《机器学习》笔记
正如篇名,是机器学习笔记的笔记。主要还是记录一些重要概念和思考的过程吧。
笔记的笔记中,第一个笔记的链接:
对应视频的链接:
此外,本文中还收录了部分自监督学习的模型,如 BERT 和 GPT 的运作模式。本文还记录了学习 Transformer 模型的过程。
机器学习笔记
机器学习介绍
发展历程及基础概念
- 在存在深度学习之前,通过 hand-crafted rules 来设定过滤规则
- 机器学习的过程
- Training
- Define a set of functions as Model
- Evaluate the goodness of these functions
- Pick the best function $f^$ from the *Model
- Testing
- Using $f^*$
- Training
相关技术
- 监督学习 Supervised learning
- Tasks
- Regression
- The output of the target function $f$ is scalar.
- Classification
- Binary classification (Output: yes/no)
- Multi-class classification
- Structured Learning
- The output is well-structured.
- Regression
- How to select function set?
- Non-linear model, the most famous of which is Deep Learning
- Other non-linear models, like SVM…
- Tasks
- 半监督学习 Semi-supervised Learning
- non-labelled data
- 迁移学习 Transfer Learning
- Pictures that are not related to the topic could help…?

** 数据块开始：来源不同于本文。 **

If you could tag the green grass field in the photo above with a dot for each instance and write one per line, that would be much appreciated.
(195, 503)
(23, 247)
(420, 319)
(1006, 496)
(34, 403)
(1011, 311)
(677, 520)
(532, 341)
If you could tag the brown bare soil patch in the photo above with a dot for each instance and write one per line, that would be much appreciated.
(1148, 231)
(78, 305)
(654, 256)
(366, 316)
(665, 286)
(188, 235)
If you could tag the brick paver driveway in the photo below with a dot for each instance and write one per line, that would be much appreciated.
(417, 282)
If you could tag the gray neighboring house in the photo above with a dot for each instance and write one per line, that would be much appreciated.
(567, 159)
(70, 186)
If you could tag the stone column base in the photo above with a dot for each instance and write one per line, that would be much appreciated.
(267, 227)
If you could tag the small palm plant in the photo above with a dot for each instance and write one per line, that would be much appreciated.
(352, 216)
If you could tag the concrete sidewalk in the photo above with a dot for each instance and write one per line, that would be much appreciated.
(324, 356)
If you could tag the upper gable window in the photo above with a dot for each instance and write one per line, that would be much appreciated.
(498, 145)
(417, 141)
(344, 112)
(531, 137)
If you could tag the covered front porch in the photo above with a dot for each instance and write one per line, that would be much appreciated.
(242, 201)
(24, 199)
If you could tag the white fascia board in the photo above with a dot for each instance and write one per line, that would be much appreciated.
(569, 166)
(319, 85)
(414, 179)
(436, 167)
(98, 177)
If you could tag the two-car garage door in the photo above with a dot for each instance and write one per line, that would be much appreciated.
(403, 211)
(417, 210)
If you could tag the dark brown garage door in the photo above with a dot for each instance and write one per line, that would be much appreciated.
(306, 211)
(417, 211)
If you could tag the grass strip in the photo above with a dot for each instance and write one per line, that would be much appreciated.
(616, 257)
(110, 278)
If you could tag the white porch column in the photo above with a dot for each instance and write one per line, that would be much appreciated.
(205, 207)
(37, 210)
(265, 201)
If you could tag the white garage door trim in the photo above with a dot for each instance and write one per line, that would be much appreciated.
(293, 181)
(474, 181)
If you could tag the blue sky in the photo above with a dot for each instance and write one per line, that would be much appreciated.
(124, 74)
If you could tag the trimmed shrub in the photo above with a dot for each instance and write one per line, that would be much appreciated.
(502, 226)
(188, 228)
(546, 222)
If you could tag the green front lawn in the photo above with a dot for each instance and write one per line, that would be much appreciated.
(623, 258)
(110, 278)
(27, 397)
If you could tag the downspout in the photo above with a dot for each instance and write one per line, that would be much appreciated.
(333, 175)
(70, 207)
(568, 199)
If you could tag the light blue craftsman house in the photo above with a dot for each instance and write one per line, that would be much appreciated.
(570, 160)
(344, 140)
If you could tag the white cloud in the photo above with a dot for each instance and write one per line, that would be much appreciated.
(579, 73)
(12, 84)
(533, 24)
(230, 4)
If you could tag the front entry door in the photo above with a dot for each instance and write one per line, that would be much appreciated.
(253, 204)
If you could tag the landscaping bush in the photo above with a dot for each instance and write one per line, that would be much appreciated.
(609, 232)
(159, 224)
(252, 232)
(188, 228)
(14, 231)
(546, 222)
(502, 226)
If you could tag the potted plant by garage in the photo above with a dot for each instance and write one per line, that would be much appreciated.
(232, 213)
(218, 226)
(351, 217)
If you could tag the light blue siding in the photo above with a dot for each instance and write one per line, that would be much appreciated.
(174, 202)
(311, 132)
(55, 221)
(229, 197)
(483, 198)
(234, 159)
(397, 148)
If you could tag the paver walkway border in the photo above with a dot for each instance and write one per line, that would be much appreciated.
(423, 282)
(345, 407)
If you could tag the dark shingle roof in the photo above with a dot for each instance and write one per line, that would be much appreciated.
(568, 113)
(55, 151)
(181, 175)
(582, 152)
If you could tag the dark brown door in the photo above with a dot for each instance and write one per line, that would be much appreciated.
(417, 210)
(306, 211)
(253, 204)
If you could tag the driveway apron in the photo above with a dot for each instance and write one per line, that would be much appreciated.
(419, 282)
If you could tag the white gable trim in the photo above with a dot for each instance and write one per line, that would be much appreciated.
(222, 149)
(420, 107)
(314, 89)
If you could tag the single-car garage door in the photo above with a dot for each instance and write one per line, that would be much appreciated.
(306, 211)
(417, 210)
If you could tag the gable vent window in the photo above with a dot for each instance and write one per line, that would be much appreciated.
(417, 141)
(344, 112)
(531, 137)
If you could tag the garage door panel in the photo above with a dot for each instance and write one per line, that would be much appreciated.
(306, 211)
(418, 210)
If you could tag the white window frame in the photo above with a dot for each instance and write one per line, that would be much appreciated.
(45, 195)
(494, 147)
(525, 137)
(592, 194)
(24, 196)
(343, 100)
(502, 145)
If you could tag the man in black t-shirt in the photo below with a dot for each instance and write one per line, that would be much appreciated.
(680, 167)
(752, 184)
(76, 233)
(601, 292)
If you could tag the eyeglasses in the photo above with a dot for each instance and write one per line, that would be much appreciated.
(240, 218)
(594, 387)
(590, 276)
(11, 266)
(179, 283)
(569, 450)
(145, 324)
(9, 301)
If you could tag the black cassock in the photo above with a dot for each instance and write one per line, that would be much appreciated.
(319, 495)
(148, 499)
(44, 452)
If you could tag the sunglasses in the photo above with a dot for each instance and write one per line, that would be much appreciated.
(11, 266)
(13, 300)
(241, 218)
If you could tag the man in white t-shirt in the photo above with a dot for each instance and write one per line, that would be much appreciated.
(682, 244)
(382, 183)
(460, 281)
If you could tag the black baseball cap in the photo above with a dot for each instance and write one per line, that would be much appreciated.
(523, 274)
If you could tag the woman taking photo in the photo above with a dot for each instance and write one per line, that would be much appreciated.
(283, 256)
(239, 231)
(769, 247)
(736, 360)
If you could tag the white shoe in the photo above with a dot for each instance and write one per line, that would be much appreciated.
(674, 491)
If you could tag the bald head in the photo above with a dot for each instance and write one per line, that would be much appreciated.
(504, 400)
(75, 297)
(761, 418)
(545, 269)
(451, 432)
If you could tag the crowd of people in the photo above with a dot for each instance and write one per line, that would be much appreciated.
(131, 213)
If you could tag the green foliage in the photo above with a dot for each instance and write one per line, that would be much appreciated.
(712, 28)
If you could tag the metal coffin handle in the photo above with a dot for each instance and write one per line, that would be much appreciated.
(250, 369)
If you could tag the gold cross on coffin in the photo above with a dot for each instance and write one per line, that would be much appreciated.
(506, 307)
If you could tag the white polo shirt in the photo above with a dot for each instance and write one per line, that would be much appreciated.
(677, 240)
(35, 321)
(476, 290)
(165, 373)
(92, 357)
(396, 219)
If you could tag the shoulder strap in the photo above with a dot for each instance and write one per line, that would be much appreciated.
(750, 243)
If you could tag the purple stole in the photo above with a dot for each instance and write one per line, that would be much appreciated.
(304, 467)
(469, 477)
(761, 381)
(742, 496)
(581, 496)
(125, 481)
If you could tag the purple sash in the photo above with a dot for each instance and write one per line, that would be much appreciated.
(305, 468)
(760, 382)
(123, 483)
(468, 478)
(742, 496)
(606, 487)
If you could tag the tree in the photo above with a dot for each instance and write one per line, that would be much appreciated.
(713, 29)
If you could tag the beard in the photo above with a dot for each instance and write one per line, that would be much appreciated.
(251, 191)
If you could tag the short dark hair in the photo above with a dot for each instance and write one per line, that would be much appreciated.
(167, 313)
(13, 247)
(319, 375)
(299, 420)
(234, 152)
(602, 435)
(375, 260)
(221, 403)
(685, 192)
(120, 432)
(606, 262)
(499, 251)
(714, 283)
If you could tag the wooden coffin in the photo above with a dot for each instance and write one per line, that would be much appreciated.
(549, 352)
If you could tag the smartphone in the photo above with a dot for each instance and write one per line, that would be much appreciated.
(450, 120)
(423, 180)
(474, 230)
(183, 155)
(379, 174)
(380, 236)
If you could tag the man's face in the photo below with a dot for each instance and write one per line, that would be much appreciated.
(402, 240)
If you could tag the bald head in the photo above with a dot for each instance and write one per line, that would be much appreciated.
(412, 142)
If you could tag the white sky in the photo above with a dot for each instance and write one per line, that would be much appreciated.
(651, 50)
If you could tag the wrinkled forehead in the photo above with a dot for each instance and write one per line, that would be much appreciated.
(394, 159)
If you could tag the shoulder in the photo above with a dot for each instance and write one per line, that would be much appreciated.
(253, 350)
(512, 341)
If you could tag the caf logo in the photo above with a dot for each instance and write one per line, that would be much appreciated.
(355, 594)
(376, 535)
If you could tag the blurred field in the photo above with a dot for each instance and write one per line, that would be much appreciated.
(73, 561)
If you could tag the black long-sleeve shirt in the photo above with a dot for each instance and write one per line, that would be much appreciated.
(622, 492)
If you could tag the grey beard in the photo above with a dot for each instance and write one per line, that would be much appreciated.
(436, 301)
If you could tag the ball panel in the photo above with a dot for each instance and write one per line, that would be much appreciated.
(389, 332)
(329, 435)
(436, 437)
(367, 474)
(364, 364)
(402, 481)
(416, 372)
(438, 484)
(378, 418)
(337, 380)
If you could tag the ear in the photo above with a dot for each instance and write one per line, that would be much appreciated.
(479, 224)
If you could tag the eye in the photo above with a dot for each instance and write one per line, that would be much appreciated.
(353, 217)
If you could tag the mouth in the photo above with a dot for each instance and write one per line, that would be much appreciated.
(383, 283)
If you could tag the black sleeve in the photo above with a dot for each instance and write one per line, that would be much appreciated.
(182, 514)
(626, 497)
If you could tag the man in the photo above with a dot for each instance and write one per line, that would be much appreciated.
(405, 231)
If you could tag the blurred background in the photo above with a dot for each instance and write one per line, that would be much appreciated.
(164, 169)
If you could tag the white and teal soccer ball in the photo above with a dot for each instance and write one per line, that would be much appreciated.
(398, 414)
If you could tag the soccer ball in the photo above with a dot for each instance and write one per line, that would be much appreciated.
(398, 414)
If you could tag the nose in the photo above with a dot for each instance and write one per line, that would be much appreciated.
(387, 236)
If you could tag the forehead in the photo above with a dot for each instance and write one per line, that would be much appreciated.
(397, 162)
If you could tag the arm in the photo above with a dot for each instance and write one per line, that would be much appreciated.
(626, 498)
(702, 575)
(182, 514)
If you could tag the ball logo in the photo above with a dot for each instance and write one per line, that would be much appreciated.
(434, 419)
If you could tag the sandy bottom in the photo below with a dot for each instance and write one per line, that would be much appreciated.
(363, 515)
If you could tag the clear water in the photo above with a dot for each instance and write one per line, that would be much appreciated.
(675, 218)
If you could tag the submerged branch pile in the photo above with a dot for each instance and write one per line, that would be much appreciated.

- 无监督学习 Unsupervised Learning
- 强化学习 Reinforcement Learning
- 我们没有告诉机器正确的答案是什么,机器所拥有的只有一个分数,就是他做的好还是不好
Regression
找到函数$f$,使得对于任意给定特征$x$,输出数值$scalar$.
Steps
- 模型假设,选择模型框架(线性模型)
- 模型评估,如何判断众多模型的好坏(损失函数)
- 模型优化,如何筛选最优的模型(梯度下降)
可能出现的问题
- 过拟合
- Customize learning rate
步骤优化
- 合并多个线性模型,使用 $\delta$ 函数
- 给予更多参数
- 正则化 Regularization
- $L=\sum_n (y-(b+\sum_iw_ix_i)) + \lambda\sum w_i^2$
- 使得 Loss function 更加平滑
分析误差
通过分析误差的来源,以期达到改善模型时有着手点的效果.
Concept
- Average Error = error due to “bias” + error due to variance
- Notation
- $\hat f$ := the actual function
- $f^*$:= the best function picked from the model trained from the training data
- $f^*$ is an $estimator$ of $\hat f$
- Conclusion
- Simple Model
- Large Bias
- Small Variance
- Complex Model
- Small Bias
- Large Variance
- Simple Model
How to diagnose?
- If your model cannot fit the training data, then you have large bias. (Underfitting)
- Redesign your model.
- Add more features…
- A more complex model…
- Redesign your model.
- If your model can fit the training data, but has large error on the testing data, then you have the large variance. (Overfitting)
- More data.
- Effective but not always practical.
- Regularization. (May do harm to bias)
- More data.
Cross Validation
- In each epoch, divide your training set into training set and validation set.
- Use training set to train your model, and use validation set to pick the best one.
- Then by this way, the average error of testing set could represent the real error when the model is applied.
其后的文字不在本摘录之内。